# Blackfin 4-27



## Getsome (Sep 28, 2007)

We decided to take a Friday trip after many days of forecast watching. There were 3 of us, we launched out of Sherman's Cove around 6:30. The wind was kicking around 15 knots. The Mass was holding cigs and a few hard tails. We grabbed our bait and headed south.

The ride was nice for the first 8 miles, then the 1 to 2's changed to 2 to 4's. We roughed it out and made our first Trigger drop. This took about 3 minutes to limit out. We dropped 2 double rigs and pulled up 3 trigger. I guess because there are so few of them. South bound once again to look for some Scamp and mingos. The mingos had lock jaw, we only caught a few keepers but there were plenty of small ones. We caught on large Lane around 4lbs. 
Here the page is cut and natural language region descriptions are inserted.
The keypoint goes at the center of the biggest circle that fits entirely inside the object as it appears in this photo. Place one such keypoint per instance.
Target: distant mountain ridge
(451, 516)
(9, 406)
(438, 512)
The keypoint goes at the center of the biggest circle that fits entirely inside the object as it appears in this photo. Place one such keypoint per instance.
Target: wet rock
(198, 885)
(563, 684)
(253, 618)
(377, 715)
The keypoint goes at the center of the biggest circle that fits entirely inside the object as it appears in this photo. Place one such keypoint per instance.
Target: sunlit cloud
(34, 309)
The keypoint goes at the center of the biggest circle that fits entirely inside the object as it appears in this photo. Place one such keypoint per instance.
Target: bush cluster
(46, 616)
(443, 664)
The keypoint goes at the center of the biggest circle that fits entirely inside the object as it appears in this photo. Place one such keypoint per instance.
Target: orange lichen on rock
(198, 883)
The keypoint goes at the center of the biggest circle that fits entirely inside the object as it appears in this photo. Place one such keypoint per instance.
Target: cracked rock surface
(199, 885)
We were seeing fish on top of the water chasing bait so we decided to troll some live cigs. Wasn't long until we were knocked down. At fist were though it was a large bo bo. 30 minutes into the fight on a spinner, we knew it was blackfin. We wound up catching 4, all around the 20lb range with the exception of the last one that was 25lb. As the day went on the seas laid down nice. The ride in was great, we ran 35 knots all the way back. Overall it was a great day of fishing with good friends. We did hear a distress call about a 34' Cap Horn taking on water but later into monitoring it, they were able to get it fixed.


----------



## gator75 (Aug 11, 2016)

Solid box of fish!


----------



## Bluecape (Sep 29, 2016)

Nice job! How far out were you?


----------



## Boat-Dude (Sep 24, 2011)

Now we're talkin. Glad you got to take that nice boat out and get some blood on the deck. Nice box of food!!


----------



## Getsome (Sep 28, 2007)

Boat-Dude said:


> Now we're talkin. Glad you got to take that nice boat out and get some blood on the deck. Nice box of food!!


Thanks Brother!!


----------



## fishsticker (Jan 11, 2009)

great report. never bad when you catch tuna without really targeting them.


----------



## jcasey (Oct 12, 2007)

4 Blackfin. Nice way to save the day.


----------



## HRTCTLR (Jul 27, 2014)

Looks like you had an awesome trip. We heard the same distress call. Coast Guard didn't seem to happy when he told them they figured out the problem and we're turning around to go fish. Then they asked him for the coordinates of where he would be fishing. :whistling::no:


----------



## Getsome (Sep 28, 2007)

HRTCTLR said:


> Looks like you had an awesome trip. We heard the same distress call. Coast Guard didn't seem to happy when he told them they figured out the problem and we're turning around to go fish. Then they asked him for the coordinates of where he would be fishing. :whistling::no:


Yes, from what I gathered, he had deployed his EPIRB. Then he was going fishing. The CG didn't sound very happy.


----------



## NoCatch (Apr 27, 2008)

always a good trip with BFT in the bx :thumbup:


----------



## peter215 (Jun 23, 2013)

How deep/how far out did ya see those awesome BFT hitting bait?


----------